Si scusò. Iniziava a sentire freddo, ma da bravo cocciuto il cappotto continuava a lasciarselo aperto. Era stato un errore non tornare in Italia per Natale. Ma ormai era tardi. Per cercare riparo si diresse verso il palazzo di fronte e rimase lì sotto con aria smarrita. Chi ha un perché per vivere, può sopportare quasi ogni come, pensò sarcastico. Fece il giro dell’isolato e rientrò nel locale. La brunetta lo vide quasi subito. Aveva la faccia gocciolante di pioggia.

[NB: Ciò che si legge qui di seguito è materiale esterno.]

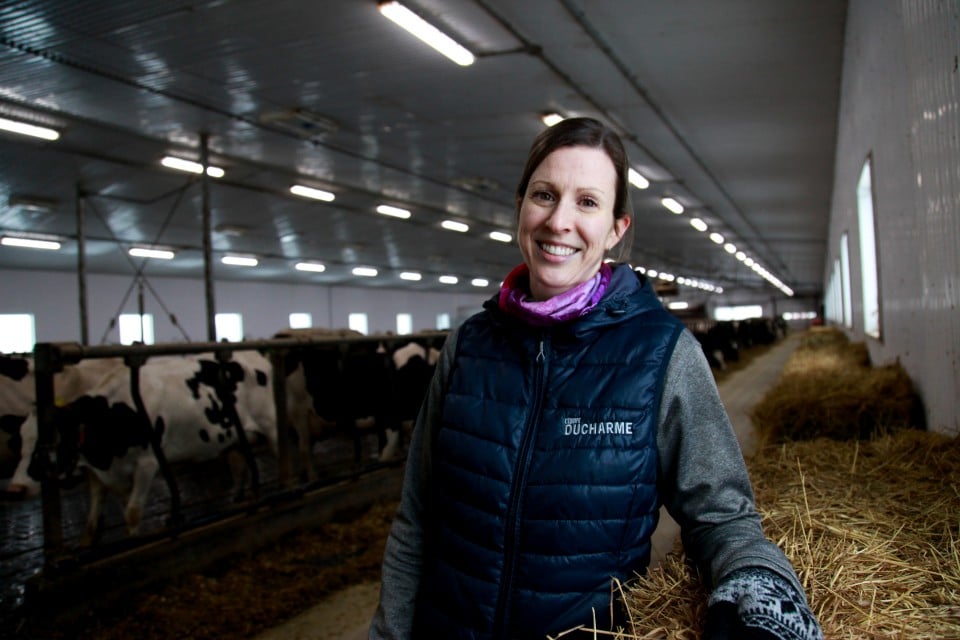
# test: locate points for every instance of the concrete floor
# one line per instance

Ernesto scrollò le spalle.

“Ciao.”

Gli fece cenno di sedersi accanto a lei.

“Allora è proprio vero, qualcosa in questo Natale deve pur esserci”, aggiunse appena dopo.


[1] In Repubblica Ceca a partire dall’Ottocento la carpa fritta è l’immancabile piatto principale natalizio della cena della vigilia, oltre alla tipica insalata di patate. Ogni anno, le strade del Paese si riempiono di pescivendoli con i propri contenitori d’acqua provvisti di carpe in vendita per la cena di Natale. Un’usanza è quella di portare a casa il pesce e lasciarlo nuotare nella vasca da bagno per poi ucciderlo alla vigilia.